Escribir. Marguerite Duras.
No olvidaré mi visita de hace unas semanas a mi abuela porque me mostró el poder de una voz que llevamos dentro, más allá de lo que creemos saber. Mi abuela tiene días mejores, más lúcidos, y otros en los que su mirada se confunde. En los primeros me llama Catica y le brillan los ojos. En los otros me pregunta cómo es que me llamo y cuando pronuncio Catica me responde con una sonrisa tímida y la vista nublada. Esta visita fue del segundo tipo. Entré a su habitación y me recibió la extrañeza, una distancia fría que entibié con mi cuerpo en su cama, nuestros dedos entrelazados, mis besos cubriendo sus mejillas, venciendo mi propio terror. Lentamente fue abriéndome espacio, aunque sin convencerme de la claridad que yo necesitaba con respecto a ese ‘Catica’ de toda una vida. La sorpresa llegó a través de esa voz que no sé muy bien en qué profundidad de su ser surgió y que, tras despedirnos, cuando yo estaba ya en la puerta, me dijo con fuerza: “¡Vuelve!”. Así que mis visitas, esas de la Catica borrosa, sí se agarran de su corazón. Sí hay algo que las ansía y las reclama. Unos ojos que me miran poderosamente desde dentro, así los de afuera se pierdan.

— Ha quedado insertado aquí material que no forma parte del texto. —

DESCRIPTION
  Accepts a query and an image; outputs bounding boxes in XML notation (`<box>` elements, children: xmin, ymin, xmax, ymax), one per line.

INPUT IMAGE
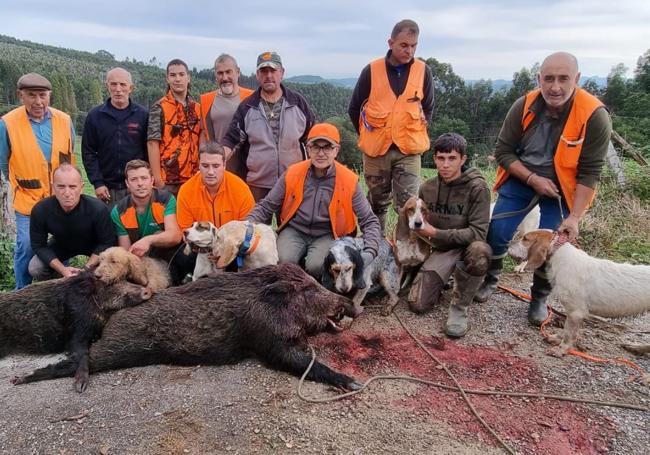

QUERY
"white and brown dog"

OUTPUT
<box><xmin>183</xmin><ymin>221</ymin><xmax>219</xmax><ymax>281</ymax></box>
<box><xmin>212</xmin><ymin>221</ymin><xmax>279</xmax><ymax>270</ymax></box>
<box><xmin>508</xmin><ymin>230</ymin><xmax>650</xmax><ymax>356</ymax></box>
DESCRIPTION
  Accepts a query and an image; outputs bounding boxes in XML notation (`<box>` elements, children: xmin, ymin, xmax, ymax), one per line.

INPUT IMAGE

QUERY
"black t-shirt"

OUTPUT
<box><xmin>29</xmin><ymin>195</ymin><xmax>115</xmax><ymax>265</ymax></box>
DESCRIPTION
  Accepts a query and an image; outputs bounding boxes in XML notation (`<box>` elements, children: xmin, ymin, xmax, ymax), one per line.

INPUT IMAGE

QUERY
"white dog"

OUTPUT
<box><xmin>212</xmin><ymin>221</ymin><xmax>279</xmax><ymax>270</ymax></box>
<box><xmin>183</xmin><ymin>221</ymin><xmax>219</xmax><ymax>281</ymax></box>
<box><xmin>508</xmin><ymin>230</ymin><xmax>650</xmax><ymax>356</ymax></box>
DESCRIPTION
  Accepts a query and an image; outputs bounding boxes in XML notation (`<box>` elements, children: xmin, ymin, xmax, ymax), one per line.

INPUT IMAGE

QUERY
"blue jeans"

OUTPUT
<box><xmin>487</xmin><ymin>177</ymin><xmax>569</xmax><ymax>258</ymax></box>
<box><xmin>14</xmin><ymin>212</ymin><xmax>34</xmax><ymax>289</ymax></box>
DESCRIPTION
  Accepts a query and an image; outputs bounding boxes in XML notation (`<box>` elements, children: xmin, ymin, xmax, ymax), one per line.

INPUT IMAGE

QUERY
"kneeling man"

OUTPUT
<box><xmin>111</xmin><ymin>160</ymin><xmax>183</xmax><ymax>284</ymax></box>
<box><xmin>409</xmin><ymin>133</ymin><xmax>492</xmax><ymax>337</ymax></box>
<box><xmin>29</xmin><ymin>163</ymin><xmax>115</xmax><ymax>280</ymax></box>
<box><xmin>248</xmin><ymin>123</ymin><xmax>381</xmax><ymax>280</ymax></box>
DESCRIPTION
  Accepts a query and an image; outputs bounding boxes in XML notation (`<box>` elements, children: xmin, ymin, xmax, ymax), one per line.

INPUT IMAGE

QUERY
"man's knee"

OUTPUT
<box><xmin>463</xmin><ymin>240</ymin><xmax>492</xmax><ymax>276</ymax></box>
<box><xmin>408</xmin><ymin>271</ymin><xmax>444</xmax><ymax>314</ymax></box>
<box><xmin>27</xmin><ymin>256</ymin><xmax>55</xmax><ymax>281</ymax></box>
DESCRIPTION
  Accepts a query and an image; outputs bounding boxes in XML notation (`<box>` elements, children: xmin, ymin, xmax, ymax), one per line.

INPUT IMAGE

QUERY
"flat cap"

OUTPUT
<box><xmin>18</xmin><ymin>73</ymin><xmax>52</xmax><ymax>90</ymax></box>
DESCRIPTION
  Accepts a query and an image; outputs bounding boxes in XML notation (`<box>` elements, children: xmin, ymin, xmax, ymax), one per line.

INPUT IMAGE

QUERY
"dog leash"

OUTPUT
<box><xmin>236</xmin><ymin>222</ymin><xmax>260</xmax><ymax>269</ymax></box>
<box><xmin>497</xmin><ymin>285</ymin><xmax>645</xmax><ymax>374</ymax></box>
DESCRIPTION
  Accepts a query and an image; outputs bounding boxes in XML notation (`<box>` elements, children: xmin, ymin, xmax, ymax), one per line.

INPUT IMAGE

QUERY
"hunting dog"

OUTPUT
<box><xmin>508</xmin><ymin>230</ymin><xmax>650</xmax><ymax>357</ymax></box>
<box><xmin>212</xmin><ymin>221</ymin><xmax>279</xmax><ymax>271</ymax></box>
<box><xmin>183</xmin><ymin>221</ymin><xmax>219</xmax><ymax>281</ymax></box>
<box><xmin>94</xmin><ymin>246</ymin><xmax>171</xmax><ymax>293</ymax></box>
<box><xmin>321</xmin><ymin>237</ymin><xmax>400</xmax><ymax>316</ymax></box>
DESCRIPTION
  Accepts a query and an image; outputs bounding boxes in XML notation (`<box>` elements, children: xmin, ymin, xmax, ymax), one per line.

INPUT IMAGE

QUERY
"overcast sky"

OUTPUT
<box><xmin>0</xmin><ymin>0</ymin><xmax>650</xmax><ymax>79</ymax></box>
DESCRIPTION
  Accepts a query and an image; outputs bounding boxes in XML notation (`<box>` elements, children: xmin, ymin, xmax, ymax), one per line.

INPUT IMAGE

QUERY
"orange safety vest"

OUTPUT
<box><xmin>278</xmin><ymin>160</ymin><xmax>359</xmax><ymax>238</ymax></box>
<box><xmin>358</xmin><ymin>58</ymin><xmax>430</xmax><ymax>157</ymax></box>
<box><xmin>2</xmin><ymin>107</ymin><xmax>75</xmax><ymax>216</ymax></box>
<box><xmin>157</xmin><ymin>91</ymin><xmax>201</xmax><ymax>183</ymax></box>
<box><xmin>494</xmin><ymin>88</ymin><xmax>603</xmax><ymax>210</ymax></box>
<box><xmin>117</xmin><ymin>188</ymin><xmax>171</xmax><ymax>243</ymax></box>
<box><xmin>201</xmin><ymin>87</ymin><xmax>254</xmax><ymax>141</ymax></box>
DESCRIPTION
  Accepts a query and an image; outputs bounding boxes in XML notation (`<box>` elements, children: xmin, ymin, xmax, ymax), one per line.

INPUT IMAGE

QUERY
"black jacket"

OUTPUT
<box><xmin>81</xmin><ymin>98</ymin><xmax>149</xmax><ymax>189</ymax></box>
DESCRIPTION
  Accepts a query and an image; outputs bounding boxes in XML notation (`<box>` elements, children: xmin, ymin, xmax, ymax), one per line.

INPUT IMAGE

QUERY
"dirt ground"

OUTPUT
<box><xmin>0</xmin><ymin>275</ymin><xmax>650</xmax><ymax>455</ymax></box>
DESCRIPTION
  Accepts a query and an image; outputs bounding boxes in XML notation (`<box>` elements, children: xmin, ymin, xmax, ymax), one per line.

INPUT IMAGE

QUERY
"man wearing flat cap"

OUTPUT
<box><xmin>0</xmin><ymin>73</ymin><xmax>75</xmax><ymax>289</ymax></box>
<box><xmin>247</xmin><ymin>123</ymin><xmax>381</xmax><ymax>280</ymax></box>
<box><xmin>222</xmin><ymin>52</ymin><xmax>314</xmax><ymax>205</ymax></box>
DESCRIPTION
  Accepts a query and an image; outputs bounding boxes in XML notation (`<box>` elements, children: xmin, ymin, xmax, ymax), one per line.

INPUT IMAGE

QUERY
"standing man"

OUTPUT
<box><xmin>147</xmin><ymin>59</ymin><xmax>201</xmax><ymax>195</ymax></box>
<box><xmin>29</xmin><ymin>163</ymin><xmax>115</xmax><ymax>281</ymax></box>
<box><xmin>111</xmin><ymin>160</ymin><xmax>183</xmax><ymax>283</ymax></box>
<box><xmin>348</xmin><ymin>19</ymin><xmax>433</xmax><ymax>230</ymax></box>
<box><xmin>81</xmin><ymin>67</ymin><xmax>149</xmax><ymax>207</ymax></box>
<box><xmin>409</xmin><ymin>133</ymin><xmax>492</xmax><ymax>338</ymax></box>
<box><xmin>223</xmin><ymin>52</ymin><xmax>314</xmax><ymax>201</ymax></box>
<box><xmin>248</xmin><ymin>123</ymin><xmax>381</xmax><ymax>280</ymax></box>
<box><xmin>474</xmin><ymin>52</ymin><xmax>612</xmax><ymax>326</ymax></box>
<box><xmin>0</xmin><ymin>73</ymin><xmax>75</xmax><ymax>289</ymax></box>
<box><xmin>201</xmin><ymin>54</ymin><xmax>253</xmax><ymax>179</ymax></box>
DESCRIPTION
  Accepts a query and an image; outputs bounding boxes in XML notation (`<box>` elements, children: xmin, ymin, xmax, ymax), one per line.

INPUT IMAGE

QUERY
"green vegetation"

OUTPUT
<box><xmin>0</xmin><ymin>35</ymin><xmax>650</xmax><ymax>289</ymax></box>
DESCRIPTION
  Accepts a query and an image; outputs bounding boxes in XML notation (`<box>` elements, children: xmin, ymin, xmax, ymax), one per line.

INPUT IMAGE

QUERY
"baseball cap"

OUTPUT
<box><xmin>307</xmin><ymin>123</ymin><xmax>341</xmax><ymax>145</ymax></box>
<box><xmin>16</xmin><ymin>73</ymin><xmax>52</xmax><ymax>90</ymax></box>
<box><xmin>257</xmin><ymin>52</ymin><xmax>282</xmax><ymax>70</ymax></box>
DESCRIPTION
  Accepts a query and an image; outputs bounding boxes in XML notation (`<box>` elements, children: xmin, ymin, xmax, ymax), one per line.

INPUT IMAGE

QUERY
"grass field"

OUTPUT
<box><xmin>0</xmin><ymin>143</ymin><xmax>650</xmax><ymax>290</ymax></box>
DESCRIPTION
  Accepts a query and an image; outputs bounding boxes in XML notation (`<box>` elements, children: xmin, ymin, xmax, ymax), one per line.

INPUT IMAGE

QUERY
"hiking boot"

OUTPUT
<box><xmin>445</xmin><ymin>261</ymin><xmax>483</xmax><ymax>338</ymax></box>
<box><xmin>474</xmin><ymin>258</ymin><xmax>503</xmax><ymax>303</ymax></box>
<box><xmin>528</xmin><ymin>265</ymin><xmax>551</xmax><ymax>327</ymax></box>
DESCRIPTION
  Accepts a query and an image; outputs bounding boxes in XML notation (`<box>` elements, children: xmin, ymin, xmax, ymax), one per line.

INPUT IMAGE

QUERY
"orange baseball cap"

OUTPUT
<box><xmin>307</xmin><ymin>123</ymin><xmax>341</xmax><ymax>145</ymax></box>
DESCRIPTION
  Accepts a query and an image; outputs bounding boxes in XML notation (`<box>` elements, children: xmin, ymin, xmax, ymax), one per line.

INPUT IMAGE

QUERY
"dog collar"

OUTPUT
<box><xmin>237</xmin><ymin>222</ymin><xmax>260</xmax><ymax>269</ymax></box>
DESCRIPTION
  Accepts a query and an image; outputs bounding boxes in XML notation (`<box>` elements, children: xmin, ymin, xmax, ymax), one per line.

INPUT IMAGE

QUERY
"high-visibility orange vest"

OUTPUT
<box><xmin>157</xmin><ymin>91</ymin><xmax>201</xmax><ymax>183</ymax></box>
<box><xmin>494</xmin><ymin>88</ymin><xmax>603</xmax><ymax>210</ymax></box>
<box><xmin>2</xmin><ymin>107</ymin><xmax>75</xmax><ymax>216</ymax></box>
<box><xmin>278</xmin><ymin>160</ymin><xmax>359</xmax><ymax>238</ymax></box>
<box><xmin>358</xmin><ymin>58</ymin><xmax>430</xmax><ymax>157</ymax></box>
<box><xmin>201</xmin><ymin>87</ymin><xmax>254</xmax><ymax>141</ymax></box>
<box><xmin>117</xmin><ymin>188</ymin><xmax>172</xmax><ymax>244</ymax></box>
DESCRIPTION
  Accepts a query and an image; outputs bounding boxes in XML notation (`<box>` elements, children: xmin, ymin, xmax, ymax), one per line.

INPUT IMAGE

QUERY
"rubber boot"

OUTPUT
<box><xmin>445</xmin><ymin>262</ymin><xmax>483</xmax><ymax>338</ymax></box>
<box><xmin>474</xmin><ymin>258</ymin><xmax>503</xmax><ymax>303</ymax></box>
<box><xmin>408</xmin><ymin>270</ymin><xmax>443</xmax><ymax>314</ymax></box>
<box><xmin>528</xmin><ymin>265</ymin><xmax>551</xmax><ymax>327</ymax></box>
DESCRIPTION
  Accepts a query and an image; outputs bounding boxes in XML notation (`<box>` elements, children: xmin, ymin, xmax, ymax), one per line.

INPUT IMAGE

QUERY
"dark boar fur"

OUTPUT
<box><xmin>0</xmin><ymin>272</ymin><xmax>151</xmax><ymax>392</ymax></box>
<box><xmin>20</xmin><ymin>264</ymin><xmax>358</xmax><ymax>389</ymax></box>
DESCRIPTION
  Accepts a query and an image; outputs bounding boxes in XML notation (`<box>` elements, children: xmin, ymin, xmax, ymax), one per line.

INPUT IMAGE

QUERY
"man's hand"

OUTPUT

Me pasa que, a veces, cuando mi esposo sale por la mañana y yo me quedo a trabajar desde casa, lo abrazo fuerte y siento un vacío, como intuyendo esa pavorosa posibilidad de la que hablaban Ricardo Silva y Alejandro Gaviria, de que cualquier día cambie ese núcleo esencial al que nos hemos aferrado en la vida, aquello sin lo que la existencia se nos dibujaría imposible. Así que, en esas ocasiones, mientras lo aprieto contra mi cuerpo y le digo que se cuide y le recuerdo que lo espero, pienso si habré enloquecido en un día cualquiera en el que no ha pasado nada. Solo el amor. Solo la necesidad urgente de creer en la promesa de volver. Porque, como decía José Moisés Martín Carretero refiriéndose al cambio climático, pero en realidad a todo en la vida, “La imprecisión es efectivamente un reflejo de la incertidumbre, pero precisamente la incertidumbre debería servir para extremar la cautela.” Sucede entonces algo bonito que me recuerda que la locura y el amor nos unen: el día que fui yo la que salió en la mañana lo sentí aferrarse igual de fuerte, sin ganas de soltar, haciendo una recomendación tras otra y recordándome que me esperaba.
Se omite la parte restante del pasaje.